The core element that KS deals with is a "type". Basically, everything starts with a "type", i.e. a "file" is a "type". "Type" can include:

  • a collection of fields parsed sequentially (seq)

  • a number of fields parsed randomly or calculated (instances)

  • definition of nested types (types)

  • lists of integer constants (enums)

Most usually, a concept of "type" maps to a concept of "class" or "object" in target language, but it can be a standalone data structure with a couple of generated methods to work with it, or probably something completely different.

2.2. Streams

Struct has to parse the data from somewhere. Decide on which target language’s abstraction of stream is best (probably it’s good to support reading both from disk files, if they’re available, and from arbitrary byte buffers). One would probably need to implement a KaitaiStream-style wrapper for these stream(s), as it might lack some useful functions, like bit-level reading, read-until-the-terminator, etc.

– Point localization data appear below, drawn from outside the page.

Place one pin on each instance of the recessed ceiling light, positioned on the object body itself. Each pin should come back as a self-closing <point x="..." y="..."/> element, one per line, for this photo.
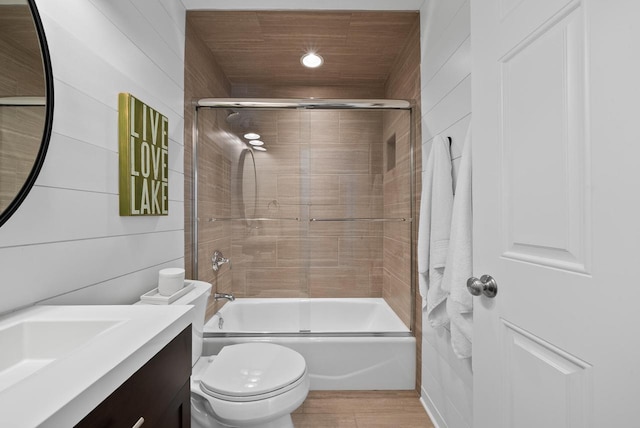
<point x="251" y="136"/>
<point x="311" y="60"/>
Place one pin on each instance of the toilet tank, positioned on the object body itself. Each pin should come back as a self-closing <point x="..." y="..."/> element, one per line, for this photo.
<point x="197" y="297"/>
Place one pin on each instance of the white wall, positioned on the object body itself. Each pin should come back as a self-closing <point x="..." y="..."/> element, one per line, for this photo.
<point x="447" y="382"/>
<point x="67" y="242"/>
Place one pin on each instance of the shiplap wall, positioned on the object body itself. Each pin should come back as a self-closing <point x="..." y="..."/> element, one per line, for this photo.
<point x="447" y="382"/>
<point x="67" y="243"/>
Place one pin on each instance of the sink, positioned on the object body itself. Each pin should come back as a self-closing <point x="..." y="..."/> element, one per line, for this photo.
<point x="57" y="363"/>
<point x="28" y="346"/>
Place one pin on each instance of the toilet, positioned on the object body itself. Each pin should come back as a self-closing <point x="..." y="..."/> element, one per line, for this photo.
<point x="245" y="385"/>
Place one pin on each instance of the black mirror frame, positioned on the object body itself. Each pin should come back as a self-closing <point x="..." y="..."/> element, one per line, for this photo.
<point x="48" y="122"/>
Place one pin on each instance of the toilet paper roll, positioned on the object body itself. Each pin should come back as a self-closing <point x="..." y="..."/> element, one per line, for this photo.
<point x="170" y="281"/>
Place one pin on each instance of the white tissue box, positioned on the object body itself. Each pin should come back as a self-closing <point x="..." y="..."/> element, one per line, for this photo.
<point x="153" y="297"/>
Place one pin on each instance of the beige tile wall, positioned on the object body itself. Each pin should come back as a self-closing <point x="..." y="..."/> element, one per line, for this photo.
<point x="403" y="83"/>
<point x="319" y="164"/>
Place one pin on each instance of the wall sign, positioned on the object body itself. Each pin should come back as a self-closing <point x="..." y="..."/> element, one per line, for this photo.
<point x="144" y="156"/>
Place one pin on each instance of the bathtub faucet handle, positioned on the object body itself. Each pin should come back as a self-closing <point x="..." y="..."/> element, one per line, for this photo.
<point x="227" y="296"/>
<point x="217" y="260"/>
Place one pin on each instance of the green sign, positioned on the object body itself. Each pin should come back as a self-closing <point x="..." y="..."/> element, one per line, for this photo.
<point x="144" y="157"/>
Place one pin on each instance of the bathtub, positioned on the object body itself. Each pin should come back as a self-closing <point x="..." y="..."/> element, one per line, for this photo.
<point x="349" y="344"/>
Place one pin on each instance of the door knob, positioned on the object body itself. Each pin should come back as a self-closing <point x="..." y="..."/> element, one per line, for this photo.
<point x="485" y="285"/>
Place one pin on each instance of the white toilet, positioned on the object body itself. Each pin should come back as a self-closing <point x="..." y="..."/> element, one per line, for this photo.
<point x="245" y="385"/>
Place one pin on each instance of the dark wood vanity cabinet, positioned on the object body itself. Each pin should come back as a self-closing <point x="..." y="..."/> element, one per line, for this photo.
<point x="159" y="392"/>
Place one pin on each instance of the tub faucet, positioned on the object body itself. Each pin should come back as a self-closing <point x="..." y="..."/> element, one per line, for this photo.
<point x="217" y="260"/>
<point x="228" y="296"/>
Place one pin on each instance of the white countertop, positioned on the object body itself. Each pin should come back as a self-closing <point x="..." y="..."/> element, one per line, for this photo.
<point x="61" y="393"/>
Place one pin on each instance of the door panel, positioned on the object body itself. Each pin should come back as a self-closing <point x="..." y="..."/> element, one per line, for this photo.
<point x="544" y="146"/>
<point x="544" y="386"/>
<point x="532" y="221"/>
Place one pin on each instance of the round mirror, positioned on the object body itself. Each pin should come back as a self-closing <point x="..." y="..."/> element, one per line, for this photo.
<point x="247" y="185"/>
<point x="26" y="102"/>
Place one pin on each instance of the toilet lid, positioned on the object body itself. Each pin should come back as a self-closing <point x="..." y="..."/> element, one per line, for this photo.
<point x="251" y="369"/>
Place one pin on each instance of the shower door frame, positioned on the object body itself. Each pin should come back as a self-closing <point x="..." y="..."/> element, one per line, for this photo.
<point x="308" y="104"/>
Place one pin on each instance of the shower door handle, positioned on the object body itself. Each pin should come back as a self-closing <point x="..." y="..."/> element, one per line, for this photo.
<point x="485" y="285"/>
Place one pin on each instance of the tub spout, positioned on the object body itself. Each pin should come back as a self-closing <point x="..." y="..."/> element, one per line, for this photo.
<point x="218" y="259"/>
<point x="228" y="296"/>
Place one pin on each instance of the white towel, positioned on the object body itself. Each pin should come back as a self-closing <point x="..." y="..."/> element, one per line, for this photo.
<point x="460" y="259"/>
<point x="434" y="229"/>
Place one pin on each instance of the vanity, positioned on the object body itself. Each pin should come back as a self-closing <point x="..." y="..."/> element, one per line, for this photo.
<point x="96" y="366"/>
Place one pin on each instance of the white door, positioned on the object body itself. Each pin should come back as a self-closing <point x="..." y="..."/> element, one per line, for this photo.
<point x="556" y="164"/>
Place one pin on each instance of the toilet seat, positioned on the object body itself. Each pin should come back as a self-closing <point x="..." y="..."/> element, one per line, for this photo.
<point x="252" y="372"/>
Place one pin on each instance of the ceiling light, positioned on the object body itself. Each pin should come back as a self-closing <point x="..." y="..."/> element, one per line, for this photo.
<point x="311" y="60"/>
<point x="251" y="136"/>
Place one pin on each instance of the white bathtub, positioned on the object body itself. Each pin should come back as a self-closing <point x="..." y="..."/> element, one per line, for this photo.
<point x="349" y="344"/>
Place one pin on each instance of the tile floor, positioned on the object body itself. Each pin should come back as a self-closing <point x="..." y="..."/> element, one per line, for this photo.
<point x="361" y="409"/>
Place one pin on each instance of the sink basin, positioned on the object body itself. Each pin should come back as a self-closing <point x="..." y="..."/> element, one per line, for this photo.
<point x="57" y="363"/>
<point x="29" y="346"/>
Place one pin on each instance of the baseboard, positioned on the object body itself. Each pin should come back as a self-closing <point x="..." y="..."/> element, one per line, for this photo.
<point x="436" y="418"/>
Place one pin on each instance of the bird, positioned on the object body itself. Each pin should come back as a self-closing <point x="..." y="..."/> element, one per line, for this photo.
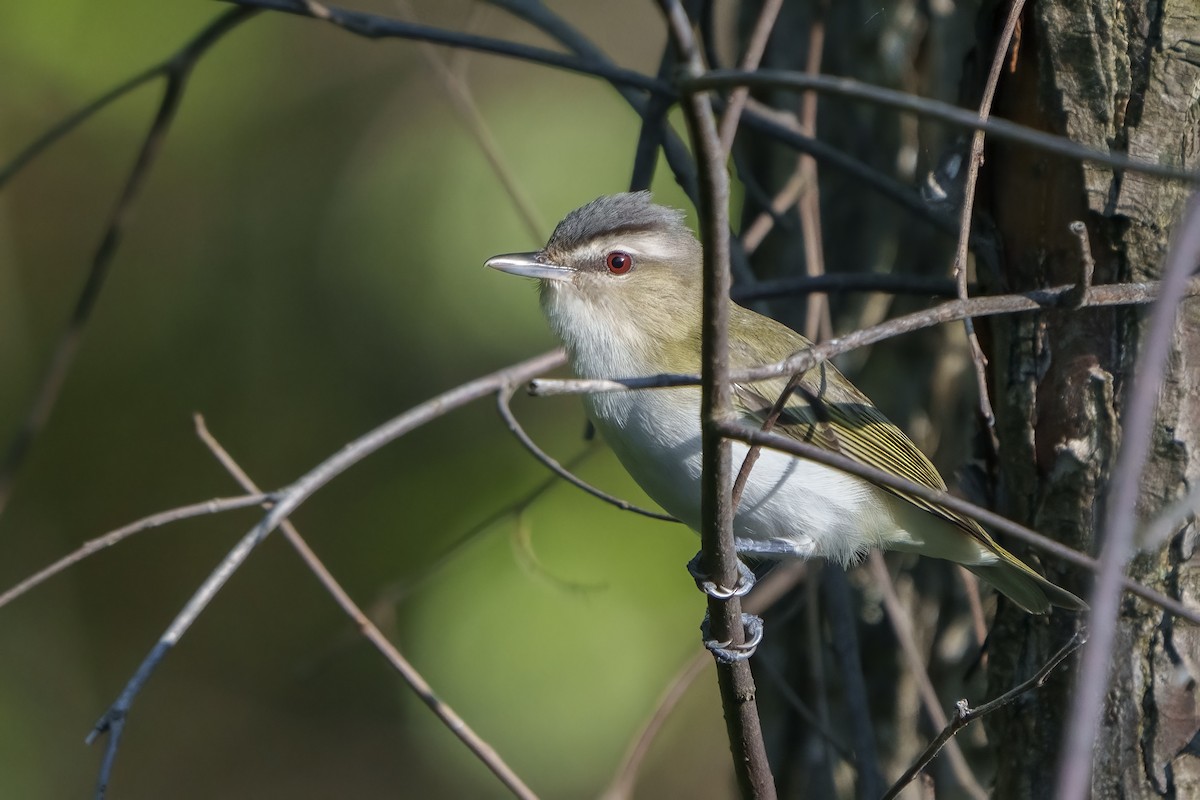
<point x="621" y="286"/>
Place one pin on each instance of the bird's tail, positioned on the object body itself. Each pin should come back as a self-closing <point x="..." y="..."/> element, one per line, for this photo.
<point x="1025" y="587"/>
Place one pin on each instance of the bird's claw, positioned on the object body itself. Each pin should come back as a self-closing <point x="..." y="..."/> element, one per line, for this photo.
<point x="705" y="582"/>
<point x="727" y="651"/>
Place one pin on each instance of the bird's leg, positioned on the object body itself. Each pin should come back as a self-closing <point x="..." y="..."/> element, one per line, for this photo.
<point x="727" y="651"/>
<point x="705" y="582"/>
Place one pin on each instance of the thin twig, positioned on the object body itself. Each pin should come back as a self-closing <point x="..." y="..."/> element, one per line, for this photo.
<point x="844" y="635"/>
<point x="755" y="48"/>
<point x="819" y="323"/>
<point x="933" y="109"/>
<point x="376" y="26"/>
<point x="965" y="715"/>
<point x="832" y="282"/>
<point x="287" y="501"/>
<point x="217" y="505"/>
<point x="901" y="625"/>
<point x="719" y="558"/>
<point x="625" y="777"/>
<point x="1120" y="521"/>
<point x="175" y="70"/>
<point x="503" y="400"/>
<point x="396" y="591"/>
<point x="455" y="723"/>
<point x="960" y="256"/>
<point x="457" y="91"/>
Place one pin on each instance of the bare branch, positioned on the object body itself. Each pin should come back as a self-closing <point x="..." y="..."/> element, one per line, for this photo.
<point x="965" y="715"/>
<point x="287" y="501"/>
<point x="376" y="26"/>
<point x="933" y="109"/>
<point x="217" y="505"/>
<point x="449" y="717"/>
<point x="901" y="625"/>
<point x="756" y="47"/>
<point x="719" y="558"/>
<point x="175" y="70"/>
<point x="960" y="256"/>
<point x="503" y="400"/>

2.3. Primitive and complex type mapping

KS deals with a few primitive and complex types:

  • integer numbers

  • floating point numbers

  • byte arrays

  • strings

  • "generic" arrays of everything

Decide upon mapping of all these types into native types of target language. Pay extra attention to:

  • signed vs unsigned support

  • if target language has any platform-dependent types

  • encoding support for strings

  • substitutions / workarounds for everything that target language does not support

  • nulls / undefined state of variables - these could be particularly useful to implement lazy instances parsing; if a language does not support such state of variables, we’ll have to introduce extra "flag" variables to store information

2.4. Coding standards, naming practices and other traditions in target language

Carefully check out different coding practices related to target language. If there is an official or semi-official standard or recommendation, try to follow it. Things to pay particular attention to:

  • naming standards (i.e. UpperCamelCase, lowerCamelCase, under_score_case, something else) for various parts of generated code (names of source files, classes, methods, properties, etc)

  • code formatting style and guidelines (indent size & practices)

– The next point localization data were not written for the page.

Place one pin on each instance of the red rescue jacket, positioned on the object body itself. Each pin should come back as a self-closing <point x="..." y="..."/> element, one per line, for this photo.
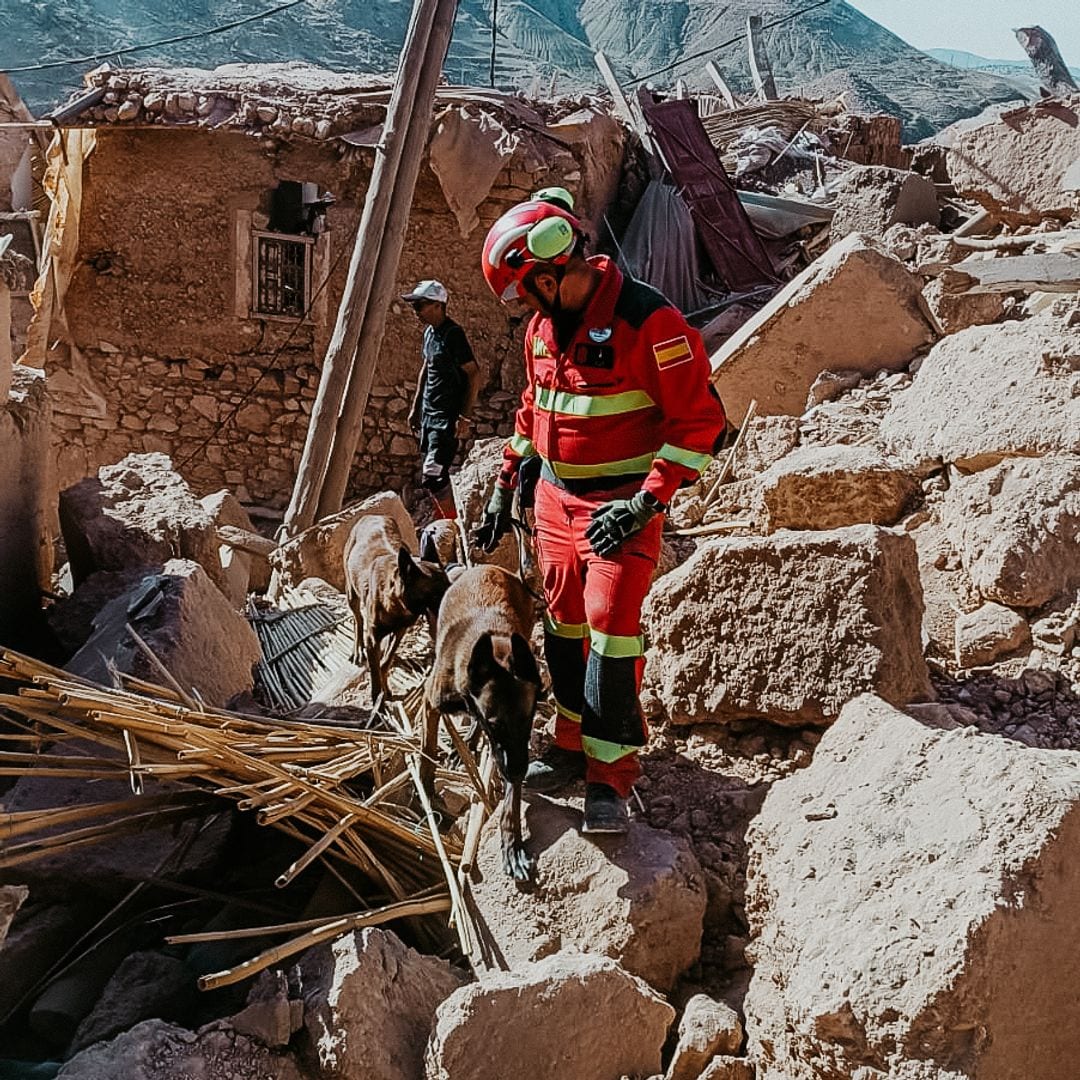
<point x="629" y="397"/>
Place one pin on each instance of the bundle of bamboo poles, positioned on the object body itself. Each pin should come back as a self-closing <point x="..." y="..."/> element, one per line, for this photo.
<point x="299" y="777"/>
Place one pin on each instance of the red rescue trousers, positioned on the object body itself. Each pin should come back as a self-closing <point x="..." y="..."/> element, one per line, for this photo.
<point x="593" y="631"/>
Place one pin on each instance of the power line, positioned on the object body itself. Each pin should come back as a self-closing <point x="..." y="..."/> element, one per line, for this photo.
<point x="725" y="44"/>
<point x="154" y="44"/>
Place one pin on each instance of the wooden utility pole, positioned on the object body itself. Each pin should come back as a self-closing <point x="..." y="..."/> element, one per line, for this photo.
<point x="406" y="109"/>
<point x="385" y="278"/>
<point x="759" y="67"/>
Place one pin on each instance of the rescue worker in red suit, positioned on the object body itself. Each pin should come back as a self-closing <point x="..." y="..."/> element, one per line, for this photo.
<point x="618" y="406"/>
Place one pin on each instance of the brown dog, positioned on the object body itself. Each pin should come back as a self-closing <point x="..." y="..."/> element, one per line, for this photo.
<point x="484" y="666"/>
<point x="387" y="589"/>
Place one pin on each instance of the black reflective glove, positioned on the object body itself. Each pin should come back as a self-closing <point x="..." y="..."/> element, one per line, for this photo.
<point x="619" y="520"/>
<point x="496" y="523"/>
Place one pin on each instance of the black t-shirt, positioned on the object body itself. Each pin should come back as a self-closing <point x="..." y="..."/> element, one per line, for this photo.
<point x="445" y="352"/>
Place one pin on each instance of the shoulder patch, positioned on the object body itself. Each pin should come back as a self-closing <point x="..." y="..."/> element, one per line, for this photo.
<point x="637" y="301"/>
<point x="672" y="352"/>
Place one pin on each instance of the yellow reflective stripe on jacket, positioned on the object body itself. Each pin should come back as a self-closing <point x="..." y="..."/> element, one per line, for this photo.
<point x="562" y="401"/>
<point x="601" y="750"/>
<point x="689" y="458"/>
<point x="613" y="645"/>
<point x="575" y="630"/>
<point x="522" y="446"/>
<point x="625" y="467"/>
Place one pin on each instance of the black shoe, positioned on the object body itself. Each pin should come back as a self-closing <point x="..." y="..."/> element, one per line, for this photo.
<point x="605" y="811"/>
<point x="554" y="769"/>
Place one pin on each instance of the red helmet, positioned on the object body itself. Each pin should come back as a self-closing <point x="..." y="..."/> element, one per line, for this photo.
<point x="527" y="233"/>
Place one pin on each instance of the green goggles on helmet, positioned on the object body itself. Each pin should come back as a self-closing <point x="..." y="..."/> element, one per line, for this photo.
<point x="545" y="241"/>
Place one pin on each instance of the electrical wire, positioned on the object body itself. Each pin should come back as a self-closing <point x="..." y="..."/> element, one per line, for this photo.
<point x="153" y="44"/>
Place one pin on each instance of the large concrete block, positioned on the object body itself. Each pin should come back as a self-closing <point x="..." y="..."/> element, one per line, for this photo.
<point x="855" y="309"/>
<point x="873" y="198"/>
<point x="639" y="900"/>
<point x="579" y="1016"/>
<point x="136" y="513"/>
<point x="27" y="498"/>
<point x="993" y="392"/>
<point x="827" y="487"/>
<point x="1015" y="163"/>
<point x="369" y="1006"/>
<point x="788" y="628"/>
<point x="912" y="899"/>
<point x="189" y="625"/>
<point x="1016" y="526"/>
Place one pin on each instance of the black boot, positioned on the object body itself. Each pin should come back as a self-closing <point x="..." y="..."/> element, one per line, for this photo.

  • docstrings layout and general documentation standards

  • private/protected/public access restriction traditions

3. Implement runtime library

Keeping it close to our standard API is heavily recommended, unless there’s some good reason to do it differently. In particular, try to stick to proposed method names, it will make life much easier.

4. Manually compile hello_world.ksy

Take one simplest test hello_world.ksy and translate it manually into source code in a new target language, as it would have been compiled by KS compiler. Inspiration can be drawn from any other already supported language.

5. Start testing

Choose a testing framework that target language would use. Ideally, we should be able to run it with installing little extra dependencies in our Travis CI configuration. At the bare minimum, we’ll need a command-line based test runner that will output some report file we can aggregate in our CI later (JUnit XML reports are usually good candidates).

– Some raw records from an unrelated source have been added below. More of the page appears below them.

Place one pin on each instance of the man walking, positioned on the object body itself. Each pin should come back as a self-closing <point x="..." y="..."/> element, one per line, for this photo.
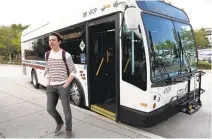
<point x="59" y="73"/>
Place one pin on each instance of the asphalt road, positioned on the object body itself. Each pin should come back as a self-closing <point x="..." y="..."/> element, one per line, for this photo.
<point x="181" y="125"/>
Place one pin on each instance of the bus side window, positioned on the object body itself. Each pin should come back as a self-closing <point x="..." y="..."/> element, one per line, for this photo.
<point x="138" y="78"/>
<point x="75" y="43"/>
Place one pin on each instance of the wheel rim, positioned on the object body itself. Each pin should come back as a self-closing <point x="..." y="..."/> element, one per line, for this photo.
<point x="75" y="94"/>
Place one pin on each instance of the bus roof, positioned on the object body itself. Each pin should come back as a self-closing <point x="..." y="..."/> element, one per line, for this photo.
<point x="76" y="17"/>
<point x="94" y="11"/>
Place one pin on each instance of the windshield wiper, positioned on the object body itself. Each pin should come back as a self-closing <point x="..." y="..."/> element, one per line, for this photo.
<point x="183" y="50"/>
<point x="161" y="67"/>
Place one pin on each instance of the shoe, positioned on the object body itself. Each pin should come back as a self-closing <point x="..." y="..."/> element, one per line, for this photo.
<point x="58" y="128"/>
<point x="69" y="134"/>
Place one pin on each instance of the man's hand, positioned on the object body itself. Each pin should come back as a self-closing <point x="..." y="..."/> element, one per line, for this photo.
<point x="68" y="82"/>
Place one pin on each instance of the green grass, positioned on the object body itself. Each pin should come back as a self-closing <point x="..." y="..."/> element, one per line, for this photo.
<point x="204" y="65"/>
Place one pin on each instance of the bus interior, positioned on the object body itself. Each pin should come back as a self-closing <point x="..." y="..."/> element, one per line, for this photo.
<point x="102" y="69"/>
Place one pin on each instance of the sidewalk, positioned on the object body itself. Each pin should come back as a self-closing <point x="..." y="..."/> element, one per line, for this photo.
<point x="28" y="118"/>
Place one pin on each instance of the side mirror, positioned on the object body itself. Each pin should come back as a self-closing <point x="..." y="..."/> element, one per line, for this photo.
<point x="132" y="19"/>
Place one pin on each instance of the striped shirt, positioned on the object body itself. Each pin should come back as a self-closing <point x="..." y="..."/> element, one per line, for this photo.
<point x="55" y="72"/>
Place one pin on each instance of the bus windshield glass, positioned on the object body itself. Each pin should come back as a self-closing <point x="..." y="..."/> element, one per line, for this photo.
<point x="177" y="57"/>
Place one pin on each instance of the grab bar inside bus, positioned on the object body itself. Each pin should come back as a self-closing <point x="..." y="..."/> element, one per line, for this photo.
<point x="126" y="65"/>
<point x="100" y="65"/>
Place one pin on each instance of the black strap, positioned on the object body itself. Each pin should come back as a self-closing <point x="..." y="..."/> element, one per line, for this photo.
<point x="64" y="59"/>
<point x="47" y="55"/>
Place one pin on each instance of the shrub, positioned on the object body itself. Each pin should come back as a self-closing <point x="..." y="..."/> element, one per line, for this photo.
<point x="204" y="65"/>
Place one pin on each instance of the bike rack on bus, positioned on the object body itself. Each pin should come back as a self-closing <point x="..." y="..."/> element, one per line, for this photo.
<point x="190" y="102"/>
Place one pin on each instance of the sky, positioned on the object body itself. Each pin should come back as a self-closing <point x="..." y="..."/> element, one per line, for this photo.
<point x="40" y="11"/>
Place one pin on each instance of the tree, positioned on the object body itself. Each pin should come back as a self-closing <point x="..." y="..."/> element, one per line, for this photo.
<point x="201" y="38"/>
<point x="10" y="38"/>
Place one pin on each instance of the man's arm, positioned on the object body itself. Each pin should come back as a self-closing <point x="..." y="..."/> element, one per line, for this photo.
<point x="46" y="73"/>
<point x="72" y="70"/>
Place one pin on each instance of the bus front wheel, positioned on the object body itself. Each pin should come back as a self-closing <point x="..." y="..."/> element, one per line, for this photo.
<point x="76" y="93"/>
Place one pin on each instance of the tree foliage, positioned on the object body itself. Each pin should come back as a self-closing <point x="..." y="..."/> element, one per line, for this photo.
<point x="10" y="39"/>
<point x="201" y="38"/>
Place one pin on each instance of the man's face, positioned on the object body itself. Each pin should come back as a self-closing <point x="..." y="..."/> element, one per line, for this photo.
<point x="53" y="42"/>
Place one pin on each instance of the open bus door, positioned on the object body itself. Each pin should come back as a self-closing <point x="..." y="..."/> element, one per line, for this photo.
<point x="102" y="70"/>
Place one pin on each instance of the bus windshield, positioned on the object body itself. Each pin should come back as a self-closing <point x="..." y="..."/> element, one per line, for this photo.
<point x="177" y="57"/>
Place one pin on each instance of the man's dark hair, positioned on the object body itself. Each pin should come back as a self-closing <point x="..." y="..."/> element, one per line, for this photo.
<point x="59" y="38"/>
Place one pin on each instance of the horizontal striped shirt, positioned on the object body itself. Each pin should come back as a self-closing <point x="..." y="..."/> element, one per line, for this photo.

Create testing infrastructure in tests repo: usually it boils down to:

  • spec/$LANG - a project or just a bunch of files with test specs; it’s heavily recommended to do 1 test .ksy format = 1 test case = 1 file, if possible

  • run-$LANG - a single script to launch test runner with all the tests

6. Port spec for HelloWorld

Port spec for HelloWorld test to new target language and make it work with manually compiled hello_world.ksy.